Day 17.The role of news sentiment in oil futures returns and volatility forecasting

Title:
The role of news sentiment in oil futures returns and volatility forecasting: data-decomposition based deep learning approach
新闻情绪在石油期货收益率和波动率预测中的作用:基于数据分解的深度学习方法

Key words:
news sentiment, returns and volatility forecasting, variational mode decomposition, deep learning
新闻情绪,收益率和波动预测,变分模态分解,深度学习

Abstract:
In this paper, we extract the qualitative information from crude oil news headlines, and develop a novel VMD-BiLSTM model with investor sentiment indicator for crude oil forecasting. First, we construct a sentiment score considering cumulative effect from contextual data of oil news texts. Then, we adopt an event-based method and GARCH model to investigate the impact of news sentiment on returns and volatility. A non-recursive signal decomposition method, namely variational mode decomposition (VMD), is applied to decompose the historical crude oil return and volatility data into various intrinsic modes. After that, a bidirectional long short-term memory neural networks (BiLSTM) is introduced as the deep learning prediction model that integrates both the qualitative and quantitative model inputs. Our empirical results indicate that the shock of news sentiment significantly causes the fluctuation of oil futures prices, and news sentiment has an asymmetric impact on the volatility of oil futures. The incorporation of sentiment score is always helpful for improving the forecasting performances in all benchmark scenarios. Specifically, our proposed data-decomposition based deep learning model is more effective than several econometric and machine learning models.
本文从原油新闻标题中提取定性信息,建立了一个新的基于投资者情绪指标的VMD-BiLSTM原油预测模型。首先,我们从石油新闻文本的语境数据出发,构建了一个考虑累积效应的情感评分。然后,我们采用基于事件的方法和GARCH模型研究了新闻情绪对收益率和波动率的影响。采用非递归信号分解方法,即变分模态分解(VMD),将历史原油收益率和波动率数据分解为多种内在模式。在此基础上,引入双向长短时记忆神经网络(BiLSTM)作为深度学习预测模型,将定性和定量模型输入相结合。实证结果表明,新闻情绪的冲击显著地引起了石油期货价格的波动,而新闻情绪对石油期货价格的波动具有非对称的影响。在所有的基准情景中,情绪得分的加入总是有助于提高预测性能。具体来说,我们提出的基于数据分解的深度学习模型比几种计量经济学和机器学习模型更有效。

1.Introduction
The major contributions of this paper may lie in that, to the best of our knowledge, this is the first paper to incorporate the sentiment index of oil market based on NLP technique for oil future returns and volatilities prediction, which serves as an initial attempt to improve the forecasting results utilizing the hidden and effective information of irrational behaviors in the crude oil market. Furthermore, we empirically confirm the effectiveness of our proposed hybrid deep learning models for oil return and volatility forecasting. Our proposed model outperforms several benchmark econometrics, machine learning models, deep learning models and hybrid learning models. The methodology and empirical results presented by our study shed new light on risk controls of oil-related assets based on large-scale online datasets and data-driven approaches.
本文的主要贡献可能在于,据我们所知,这是第一篇将基于NLP技术的石油市场情绪指数纳入石油未来收益率和波动率预测的论文,这是利用原油市场非理性行为中隐藏的有效信息提高预测效果的初步尝试。此外,我们还通过实证验证了本文提出的混合深度学习模型对石油收益率和波动率预测的有效性。我们提出的模型优于一些基准计量经济学、机器学习模型、深度学习模型和混合学习模型。本文的研究方法和实证结果为基于大规模在线数据集和数据驱动方法的石油相关资产风险控制提供了新的思路。

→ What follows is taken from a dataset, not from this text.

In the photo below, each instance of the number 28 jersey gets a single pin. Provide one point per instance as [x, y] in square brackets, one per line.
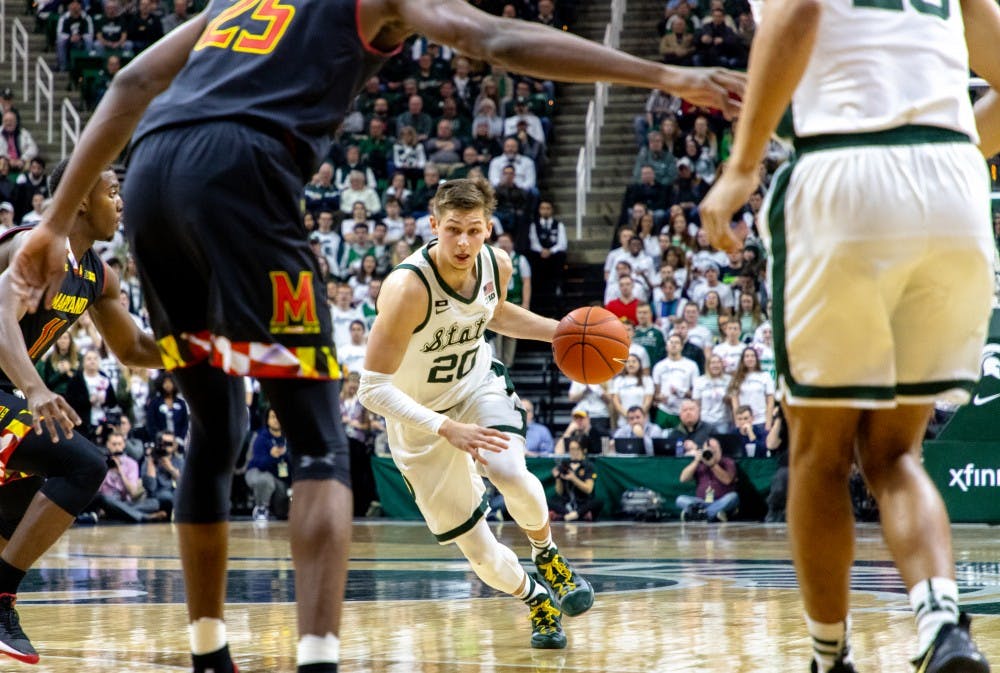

2.2 Data collection and preprocessing
For this study, we collected two different datasets separately: crude oil futures price data and news headlines. In terms of the crude oil price dataset, the Brent (LCO) crude oil daily futures contract closing prices are retrieved from Investing.com, for the time period from January 4, 2010 to September 17, 2019. In terms of the news headlines dataset, all the available news data related to “Crude oil”from oilprice.com, which is one of the largest hubs for energy news in the world with over 100,000 daily visitors, for the same time period as the crude oil news headline data. Instead of using full news articles in the analysis, we use news headlines due to several advantages: first, news headlines can provide a sufficient summary of the key news information; second, news headlines contain much less repetition and fewer irrelevant words than the news article itself (Nassirtoussiet al., 2015).
在这项研究中,我们分别收集了两个不同的数据集:原油期货价格数据和新闻标题。根据原油价格数据集,从Investing.com检索2010年1月4日至2019年9月17日期间的布伦特(LCO)原油每日期货合约收盘价。根据新闻标题数据集,从oilprice.com检索与“原油”相关的所有可用新闻数据,它是世界上最大的能源新闻中心之一,每日访问量超过10万人次,与原油新闻标题数据同期。在分析中,我们没有使用完整的新闻文章,而是使用新闻标题,因为它有以下几个优点:第一,新闻标题可以提供对关键新闻信息的充分概括;第二,新闻标题比新闻文章本身包含的重复和无关词要少得多(Nassirtussiet al.,2015)。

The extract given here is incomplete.